HCE received a lot of high-quality submissions for The Green Issue – sadly, too many to fit inside the magazine! So we offered some writers and artists who’d sent in work the chance to be published here on the website. Keep an eye on our social media for more great work like this, now that The Green Issue print magazine has been released! (For more information or to purchase your copy, visit our shop.)
When I was a child, green was just a colour. The grass was green, you painted your walls green. When you watched American TV shows, the children were encouraged to eat their greens and by that we were made to understand that the children should eat their vegetables.
These days, however, you have to be ‘green’. This does not necessarily mean being ‘green with envy’, although perhaps that is understandable, if you are envious of your neighbour being greener than you. Now, ‘green’ is a way of life, a lifestyle choice, or perhaps not so much a choice as a necessity or as a means of keeping people off your back; the trolls who name and shame anyone who is seen not being ‘green’.
Back in the 1970s there was a popular sitcom on television called ‘The Good Life’, where one family decided to quit the rat race and try to live a more sustainable life, often to the embarrassment of their posh neighbours. The laughs came from watching how their efforts were in stark contrast to their neighbours’ more materialistic lifestyle.
If that programme was made today, it would not be seen as a comedy but as a documentary and the posh neighbours would be seen as an example of how not to live your life.
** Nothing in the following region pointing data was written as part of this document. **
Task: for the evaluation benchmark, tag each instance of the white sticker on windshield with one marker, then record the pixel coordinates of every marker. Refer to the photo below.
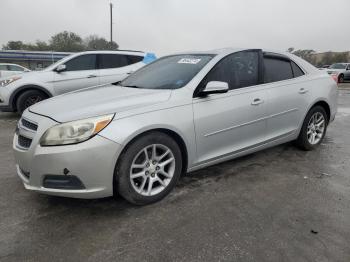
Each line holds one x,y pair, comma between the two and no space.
192,61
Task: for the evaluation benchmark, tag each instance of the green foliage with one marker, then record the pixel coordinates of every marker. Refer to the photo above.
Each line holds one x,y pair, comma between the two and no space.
320,59
64,42
95,42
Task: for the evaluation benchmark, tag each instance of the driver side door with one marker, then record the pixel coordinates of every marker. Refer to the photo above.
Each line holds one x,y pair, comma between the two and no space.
81,72
234,121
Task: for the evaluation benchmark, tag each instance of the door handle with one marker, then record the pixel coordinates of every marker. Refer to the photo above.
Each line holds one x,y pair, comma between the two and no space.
257,101
303,91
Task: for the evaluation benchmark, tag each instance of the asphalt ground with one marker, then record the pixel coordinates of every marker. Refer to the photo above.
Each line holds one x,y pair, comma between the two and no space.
280,204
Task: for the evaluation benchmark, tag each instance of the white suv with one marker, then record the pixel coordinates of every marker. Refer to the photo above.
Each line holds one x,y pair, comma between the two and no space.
80,70
11,69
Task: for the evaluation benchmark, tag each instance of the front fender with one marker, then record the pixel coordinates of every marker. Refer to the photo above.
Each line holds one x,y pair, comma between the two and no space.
177,119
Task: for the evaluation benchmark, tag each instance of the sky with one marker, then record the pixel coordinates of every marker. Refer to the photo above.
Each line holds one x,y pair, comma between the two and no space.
167,26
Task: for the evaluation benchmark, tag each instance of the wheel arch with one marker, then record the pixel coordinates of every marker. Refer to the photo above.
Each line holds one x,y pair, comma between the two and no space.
14,96
325,106
173,134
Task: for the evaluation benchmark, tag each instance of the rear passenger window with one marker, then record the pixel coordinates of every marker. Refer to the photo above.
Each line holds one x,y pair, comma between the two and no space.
113,61
296,70
277,70
239,70
133,59
83,62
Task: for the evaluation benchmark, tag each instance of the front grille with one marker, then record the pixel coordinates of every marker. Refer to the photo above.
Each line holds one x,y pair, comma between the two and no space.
29,125
25,173
24,141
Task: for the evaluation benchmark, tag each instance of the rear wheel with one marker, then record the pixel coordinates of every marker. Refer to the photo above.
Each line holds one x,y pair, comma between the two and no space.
29,98
313,129
149,168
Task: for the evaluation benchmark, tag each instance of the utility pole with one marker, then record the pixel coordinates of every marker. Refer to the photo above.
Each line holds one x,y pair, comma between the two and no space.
111,10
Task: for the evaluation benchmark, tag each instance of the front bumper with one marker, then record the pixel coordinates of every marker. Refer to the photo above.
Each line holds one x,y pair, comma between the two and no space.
5,105
91,162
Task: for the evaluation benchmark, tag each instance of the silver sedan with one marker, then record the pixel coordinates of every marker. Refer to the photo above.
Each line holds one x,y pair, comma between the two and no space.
178,114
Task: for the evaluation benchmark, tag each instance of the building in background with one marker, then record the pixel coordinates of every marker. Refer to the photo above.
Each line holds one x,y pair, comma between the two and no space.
34,60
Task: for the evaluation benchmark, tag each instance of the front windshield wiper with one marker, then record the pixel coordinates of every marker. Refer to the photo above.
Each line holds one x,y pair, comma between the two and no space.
133,86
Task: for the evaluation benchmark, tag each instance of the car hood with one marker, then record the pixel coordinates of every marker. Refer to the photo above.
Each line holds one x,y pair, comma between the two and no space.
331,71
97,101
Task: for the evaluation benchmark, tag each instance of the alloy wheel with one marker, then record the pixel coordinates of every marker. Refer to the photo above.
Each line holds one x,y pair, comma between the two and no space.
316,128
152,169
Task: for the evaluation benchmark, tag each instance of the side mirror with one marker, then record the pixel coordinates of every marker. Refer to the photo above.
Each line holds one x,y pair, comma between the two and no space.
214,87
60,68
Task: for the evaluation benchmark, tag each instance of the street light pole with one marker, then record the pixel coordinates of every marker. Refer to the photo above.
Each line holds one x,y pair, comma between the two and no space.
111,10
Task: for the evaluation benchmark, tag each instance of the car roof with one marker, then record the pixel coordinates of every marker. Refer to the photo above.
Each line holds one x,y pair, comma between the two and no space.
123,52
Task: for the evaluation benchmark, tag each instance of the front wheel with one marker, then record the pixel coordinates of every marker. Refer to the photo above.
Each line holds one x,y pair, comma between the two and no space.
149,168
313,129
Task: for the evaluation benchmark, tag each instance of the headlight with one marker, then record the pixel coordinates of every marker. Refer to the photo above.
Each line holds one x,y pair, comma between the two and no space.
75,132
7,81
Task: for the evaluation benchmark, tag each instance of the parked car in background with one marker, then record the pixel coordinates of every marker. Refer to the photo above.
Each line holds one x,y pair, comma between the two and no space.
11,69
178,114
340,71
73,72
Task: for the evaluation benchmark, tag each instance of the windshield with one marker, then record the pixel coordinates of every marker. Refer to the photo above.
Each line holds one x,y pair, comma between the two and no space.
337,66
169,72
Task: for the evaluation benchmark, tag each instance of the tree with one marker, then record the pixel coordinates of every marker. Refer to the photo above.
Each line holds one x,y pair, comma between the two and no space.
290,49
95,42
66,42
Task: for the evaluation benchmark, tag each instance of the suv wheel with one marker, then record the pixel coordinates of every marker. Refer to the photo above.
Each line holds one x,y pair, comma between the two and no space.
313,129
29,98
149,168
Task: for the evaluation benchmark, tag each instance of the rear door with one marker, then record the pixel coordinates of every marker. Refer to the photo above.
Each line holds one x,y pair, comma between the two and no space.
234,121
81,72
115,67
288,95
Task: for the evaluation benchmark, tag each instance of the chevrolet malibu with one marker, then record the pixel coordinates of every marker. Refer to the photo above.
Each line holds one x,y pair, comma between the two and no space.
178,114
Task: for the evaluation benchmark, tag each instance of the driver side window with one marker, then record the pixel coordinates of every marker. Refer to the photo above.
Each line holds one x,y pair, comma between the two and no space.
239,70
83,62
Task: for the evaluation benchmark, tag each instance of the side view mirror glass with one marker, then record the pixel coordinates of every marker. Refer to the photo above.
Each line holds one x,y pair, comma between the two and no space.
215,87
60,68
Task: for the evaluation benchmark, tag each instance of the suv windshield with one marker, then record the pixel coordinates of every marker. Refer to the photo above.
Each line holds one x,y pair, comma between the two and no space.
337,66
169,72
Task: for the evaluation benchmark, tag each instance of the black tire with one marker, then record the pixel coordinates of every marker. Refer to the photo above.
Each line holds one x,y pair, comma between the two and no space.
122,173
29,98
302,141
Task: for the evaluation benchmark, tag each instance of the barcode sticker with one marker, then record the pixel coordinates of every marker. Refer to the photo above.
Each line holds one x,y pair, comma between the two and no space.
192,61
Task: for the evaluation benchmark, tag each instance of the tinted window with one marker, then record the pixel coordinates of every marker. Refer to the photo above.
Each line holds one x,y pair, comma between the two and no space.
277,70
133,59
84,62
240,69
296,70
169,72
337,66
15,68
113,61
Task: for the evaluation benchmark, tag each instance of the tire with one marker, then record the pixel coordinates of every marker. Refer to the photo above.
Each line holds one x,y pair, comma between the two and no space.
134,183
316,115
29,98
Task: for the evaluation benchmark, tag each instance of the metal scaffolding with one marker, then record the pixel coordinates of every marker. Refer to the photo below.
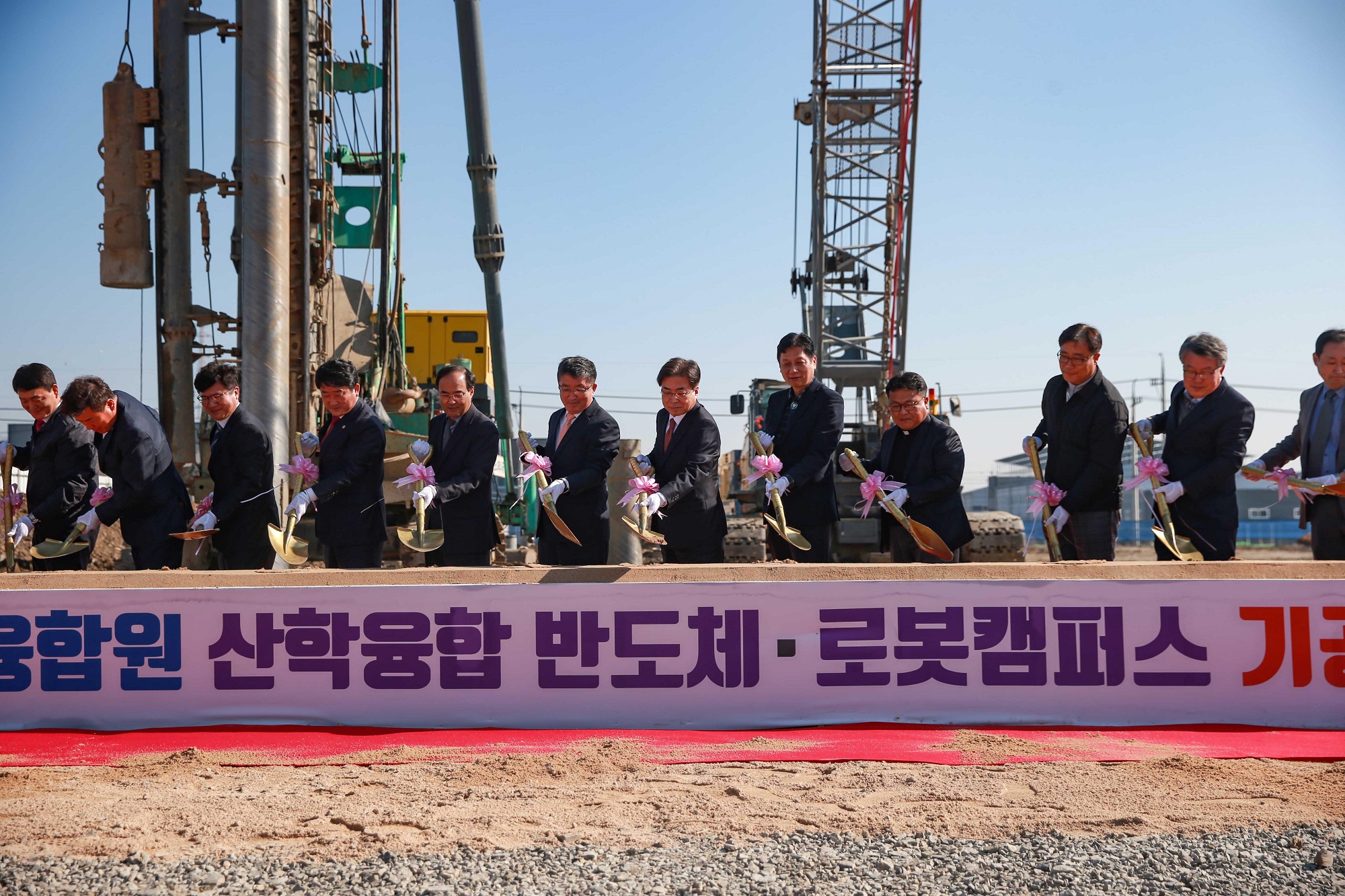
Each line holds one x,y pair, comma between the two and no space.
863,112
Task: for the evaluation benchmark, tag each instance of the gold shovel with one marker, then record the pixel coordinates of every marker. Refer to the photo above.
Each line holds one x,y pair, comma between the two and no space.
1180,546
926,538
548,503
1052,536
419,538
642,528
778,522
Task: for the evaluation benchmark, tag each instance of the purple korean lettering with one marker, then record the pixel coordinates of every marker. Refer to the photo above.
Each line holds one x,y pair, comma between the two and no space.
833,646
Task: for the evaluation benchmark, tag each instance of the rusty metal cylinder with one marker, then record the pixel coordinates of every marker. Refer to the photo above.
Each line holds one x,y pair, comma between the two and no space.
126,260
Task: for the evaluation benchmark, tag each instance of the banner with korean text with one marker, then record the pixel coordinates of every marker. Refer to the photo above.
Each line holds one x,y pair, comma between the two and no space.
718,655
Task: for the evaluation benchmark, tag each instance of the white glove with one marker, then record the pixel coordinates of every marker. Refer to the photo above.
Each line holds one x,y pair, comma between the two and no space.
555,490
299,503
24,525
1172,491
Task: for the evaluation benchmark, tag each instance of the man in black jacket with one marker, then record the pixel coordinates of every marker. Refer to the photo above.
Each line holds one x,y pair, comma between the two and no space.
805,424
926,455
1085,423
1319,439
149,494
349,491
243,467
61,464
687,466
582,440
1207,428
466,444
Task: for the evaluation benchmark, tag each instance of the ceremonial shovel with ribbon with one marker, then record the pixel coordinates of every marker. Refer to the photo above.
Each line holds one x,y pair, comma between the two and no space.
541,467
418,473
291,549
767,466
1157,474
642,487
52,548
876,489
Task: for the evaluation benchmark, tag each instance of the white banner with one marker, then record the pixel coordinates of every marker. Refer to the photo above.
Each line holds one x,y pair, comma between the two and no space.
715,655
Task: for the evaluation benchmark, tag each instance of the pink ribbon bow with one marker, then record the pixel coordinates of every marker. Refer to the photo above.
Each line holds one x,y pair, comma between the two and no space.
765,464
303,467
875,489
416,473
640,486
536,464
1145,469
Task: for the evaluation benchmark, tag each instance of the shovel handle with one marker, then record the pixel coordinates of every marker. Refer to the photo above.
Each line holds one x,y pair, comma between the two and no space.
1052,536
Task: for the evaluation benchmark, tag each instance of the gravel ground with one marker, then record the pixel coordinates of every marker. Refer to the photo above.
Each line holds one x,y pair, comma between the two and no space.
1245,861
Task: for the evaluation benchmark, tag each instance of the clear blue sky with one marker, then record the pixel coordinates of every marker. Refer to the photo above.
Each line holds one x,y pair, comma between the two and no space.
1152,169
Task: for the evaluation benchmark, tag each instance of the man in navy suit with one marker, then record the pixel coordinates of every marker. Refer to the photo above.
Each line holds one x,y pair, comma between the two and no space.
1207,428
61,464
466,444
349,491
805,424
582,440
243,467
926,454
1317,439
149,494
687,509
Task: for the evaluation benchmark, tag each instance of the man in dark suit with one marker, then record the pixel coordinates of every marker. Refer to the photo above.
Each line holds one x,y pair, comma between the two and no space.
243,467
926,454
582,440
149,494
805,424
687,466
1207,428
1085,421
61,466
349,491
1317,439
466,444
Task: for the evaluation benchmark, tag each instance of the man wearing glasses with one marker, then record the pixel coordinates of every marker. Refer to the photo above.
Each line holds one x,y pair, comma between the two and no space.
243,467
149,495
687,509
1317,440
926,455
582,440
466,444
1206,436
349,491
1085,424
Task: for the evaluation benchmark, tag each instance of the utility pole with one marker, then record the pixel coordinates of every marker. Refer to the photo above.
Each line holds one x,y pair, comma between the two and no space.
488,235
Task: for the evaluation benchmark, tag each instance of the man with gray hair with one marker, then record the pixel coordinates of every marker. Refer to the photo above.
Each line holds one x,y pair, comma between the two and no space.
1206,431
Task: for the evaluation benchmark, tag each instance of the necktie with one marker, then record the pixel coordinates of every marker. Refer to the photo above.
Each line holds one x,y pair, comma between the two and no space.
566,428
1319,464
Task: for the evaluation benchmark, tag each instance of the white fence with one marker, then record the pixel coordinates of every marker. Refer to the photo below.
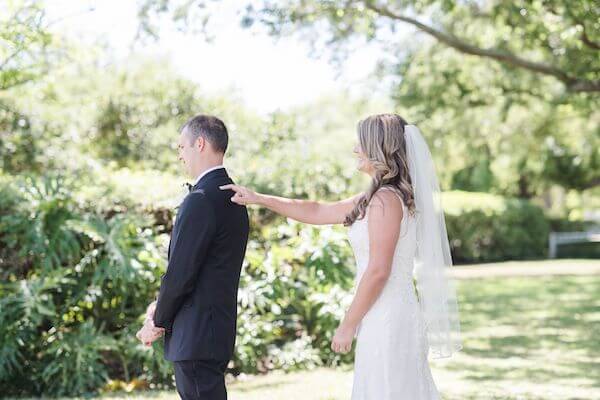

However, what strikes me with the ‘Green Movement’ is that my family, unknowingly, were ahead of our time. When everybody else was leaving our local grocery store laden down with plastic shopping bags, my mother used to bring over a cardboard box and leave it at the checkout, filling it with her groceries, to bring it back and reuse the following week.
We rarely had to buy vegetables because my father grew his own in the back garden, despite me begging him to give up the garden so that I would have the space to have a pony. To be honest, he probably was right in refusing me, because I didn’t know the first thing about looking after a pony and was in fact slightly scared of horses. That simple fact didn’t deter me from wanting a pony, however. Look at all the money we saved on vegetables – and vet fees for that matter.
As a result of the garden, we were composting before most people even knew what the word meant. I mean, you can get evening classes now in composting and I learnt how to do it for nothing! My father once got a call from the bin company, complaining that we used to not put out our green bin. The city slicker on the other end of the phone line got all confused and had to consult with her supervisor, while my father tried to explain to her that the reason he doesn’t put out the green bin is because all items that would be for the green bin end up in our compost and ultimately in our garden!
Anytime we went anywhere as children, we were always told to put our rubbish in the bin and, if there was no bin around, to bring our rubbish home and put it in the bin at home. This is a habit that I follow to this day. It’s a pity not everybody follows this simple rule. If they did, volunteers would not feel the need to gather every weekend and clean their streets, or their local beach, of other people’s rubbish. I have often been known to bring home empty cans or even milk cartons and deposit them in my bin at home after walking my dog.
Recent news footage of election coverage showed a Green Party member putting up a poster on a telegraph pole. I thought the Green were all about recycling, and no waste. How many posters and flyers are going to end up in the rubbish tips?
They say that you should start small, every little step helps. We were taking little steps twenty years ago. Who would have thought that my little family were trendy!